もちろん既に婚約者として結婚を間近に控えている。しかし田舎ゆえに垢抜けた都会育ちの彼女は容姿のこともあるからか村で生まれ育った他の同世代の娘より一倍目に付き、今では腹立だしいことに老若問わず独身の男性に声を掛けられるようになった。

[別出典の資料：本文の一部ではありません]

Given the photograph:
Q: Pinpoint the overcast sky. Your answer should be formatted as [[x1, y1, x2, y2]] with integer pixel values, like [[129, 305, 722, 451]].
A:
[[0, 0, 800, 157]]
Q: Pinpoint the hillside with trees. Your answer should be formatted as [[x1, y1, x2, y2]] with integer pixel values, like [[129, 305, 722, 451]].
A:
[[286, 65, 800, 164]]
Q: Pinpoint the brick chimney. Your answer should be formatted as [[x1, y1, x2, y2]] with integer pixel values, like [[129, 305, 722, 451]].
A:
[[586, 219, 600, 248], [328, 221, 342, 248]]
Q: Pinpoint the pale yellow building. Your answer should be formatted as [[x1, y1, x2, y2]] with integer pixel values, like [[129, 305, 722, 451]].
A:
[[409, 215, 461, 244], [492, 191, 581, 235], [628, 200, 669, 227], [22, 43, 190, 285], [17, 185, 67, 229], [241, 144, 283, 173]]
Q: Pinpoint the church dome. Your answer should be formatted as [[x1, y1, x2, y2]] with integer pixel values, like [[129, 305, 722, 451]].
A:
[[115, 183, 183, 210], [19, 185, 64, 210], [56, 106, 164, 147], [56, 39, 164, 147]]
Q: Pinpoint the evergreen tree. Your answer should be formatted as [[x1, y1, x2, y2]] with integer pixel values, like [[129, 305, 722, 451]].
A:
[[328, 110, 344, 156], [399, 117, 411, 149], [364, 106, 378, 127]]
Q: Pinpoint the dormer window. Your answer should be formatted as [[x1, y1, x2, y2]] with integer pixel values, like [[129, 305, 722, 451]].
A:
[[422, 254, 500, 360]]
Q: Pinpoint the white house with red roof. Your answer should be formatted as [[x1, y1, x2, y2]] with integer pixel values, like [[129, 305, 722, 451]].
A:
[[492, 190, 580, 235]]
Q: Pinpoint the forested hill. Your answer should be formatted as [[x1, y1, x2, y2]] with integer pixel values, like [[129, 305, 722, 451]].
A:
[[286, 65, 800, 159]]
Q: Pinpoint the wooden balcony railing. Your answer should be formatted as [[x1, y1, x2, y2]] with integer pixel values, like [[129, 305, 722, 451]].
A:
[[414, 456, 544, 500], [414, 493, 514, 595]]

現に今も、にこやかに会話をする彼女の傍に集まるのは自分や彼女の同世代を中心にした自信と同じ『男』だ。
―――俺のものなのに。
心を救う邪な思いが、彼女の周りを囲む連中に牙を剥き出しそうになる。それを必死に抑え、脳内で描いた連中を蹴散らす具体的な空想が現実にならないように、必死に彼女から離れた場所で見守るしかない。
「あ……ラギ!」
「………………っ」
結果、こちらに気づき、笑顔で駆け寄ってくるルルに反応するのが若干遅れてしまった。
それを敏感に感じたのだろう。眉をひそめて自身の顔を覗いてきた恋人に、ラギは戸惑いの色を宿した瞳で見つめ返すしかなかった。もう少し感情をコントロールできるのなら何でもないふりをしてにこやかに笑っていられたのかもしれないが、残念ながらそんな芸当ができるほど器用ではない。